In summary, pandemics, like the viruses that cause them, are unpredictable. So was the immediate post-pandemic Influenza (H1N1)v infection period. The main findings were that the mortality rate and severity scores were higher in the post-pandemic period. A lower clinical awareness and a more vulnerable population may explain the worse outcome in the post-pandemic period. The development of protocols, educational programs and prevention recommendations need to be implemented to avoid further diagnosis and treatment delays.
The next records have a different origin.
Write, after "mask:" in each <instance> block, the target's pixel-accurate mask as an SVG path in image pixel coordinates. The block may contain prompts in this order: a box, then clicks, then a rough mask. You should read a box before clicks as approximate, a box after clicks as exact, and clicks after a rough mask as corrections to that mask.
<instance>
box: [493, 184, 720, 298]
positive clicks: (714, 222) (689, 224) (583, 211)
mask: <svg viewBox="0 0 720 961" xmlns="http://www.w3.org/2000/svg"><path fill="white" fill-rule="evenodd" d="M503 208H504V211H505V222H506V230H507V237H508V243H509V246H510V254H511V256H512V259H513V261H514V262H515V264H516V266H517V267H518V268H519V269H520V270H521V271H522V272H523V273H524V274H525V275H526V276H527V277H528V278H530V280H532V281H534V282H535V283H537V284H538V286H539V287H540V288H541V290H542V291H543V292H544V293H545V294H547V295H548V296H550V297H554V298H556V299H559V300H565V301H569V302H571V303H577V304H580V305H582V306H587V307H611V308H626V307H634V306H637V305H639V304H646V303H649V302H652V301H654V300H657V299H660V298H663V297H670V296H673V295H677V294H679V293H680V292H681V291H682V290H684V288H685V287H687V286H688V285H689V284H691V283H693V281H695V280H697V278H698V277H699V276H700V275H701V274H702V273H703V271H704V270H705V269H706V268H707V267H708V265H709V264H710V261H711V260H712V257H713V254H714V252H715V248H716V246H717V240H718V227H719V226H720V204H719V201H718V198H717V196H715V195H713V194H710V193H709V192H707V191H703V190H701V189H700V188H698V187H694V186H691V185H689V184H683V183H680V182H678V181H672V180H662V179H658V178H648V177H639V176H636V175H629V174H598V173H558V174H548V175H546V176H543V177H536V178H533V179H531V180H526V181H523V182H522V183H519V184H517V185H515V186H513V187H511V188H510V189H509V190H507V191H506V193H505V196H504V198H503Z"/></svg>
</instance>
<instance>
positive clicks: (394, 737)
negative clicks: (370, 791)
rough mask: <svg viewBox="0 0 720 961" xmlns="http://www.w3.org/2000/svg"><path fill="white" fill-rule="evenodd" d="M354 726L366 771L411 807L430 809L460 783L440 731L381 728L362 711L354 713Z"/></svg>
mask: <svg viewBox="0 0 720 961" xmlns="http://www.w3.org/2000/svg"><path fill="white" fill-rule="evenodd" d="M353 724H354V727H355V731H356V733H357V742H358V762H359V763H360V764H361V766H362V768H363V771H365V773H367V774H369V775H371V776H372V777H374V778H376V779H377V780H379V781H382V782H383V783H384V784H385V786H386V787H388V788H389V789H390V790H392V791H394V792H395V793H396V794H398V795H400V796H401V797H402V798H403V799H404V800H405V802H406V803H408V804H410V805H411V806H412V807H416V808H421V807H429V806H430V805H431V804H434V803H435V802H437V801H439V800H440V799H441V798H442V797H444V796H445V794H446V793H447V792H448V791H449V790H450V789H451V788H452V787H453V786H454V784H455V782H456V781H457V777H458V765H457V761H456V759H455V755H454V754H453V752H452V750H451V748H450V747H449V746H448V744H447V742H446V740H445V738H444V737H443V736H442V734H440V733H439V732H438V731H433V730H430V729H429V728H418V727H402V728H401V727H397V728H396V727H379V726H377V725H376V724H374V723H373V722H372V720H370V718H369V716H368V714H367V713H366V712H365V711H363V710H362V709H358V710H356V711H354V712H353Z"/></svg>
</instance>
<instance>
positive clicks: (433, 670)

As was previously warned [10], physicians should maintain a high level of clinical suspicion for future waves in order to prevent the unexpected increase in mortality observed in this study.

Key messages

  • The mortality rate and severity scores were higher in the post-pandemic Influenza (H1N1)v infection period.

  • During the post-pandemic Influenza (H1N1)v infection period, patients were older, with more comorbidities and with delayed hospital admission.

  • A more vulnerable population was affected in the post-pandemic Influenza (H1N1)v infection period.

  • HIV was the only new variable independently associated with higher ICU mortality during the post-pandemic Influenza (H1N1)v infection period.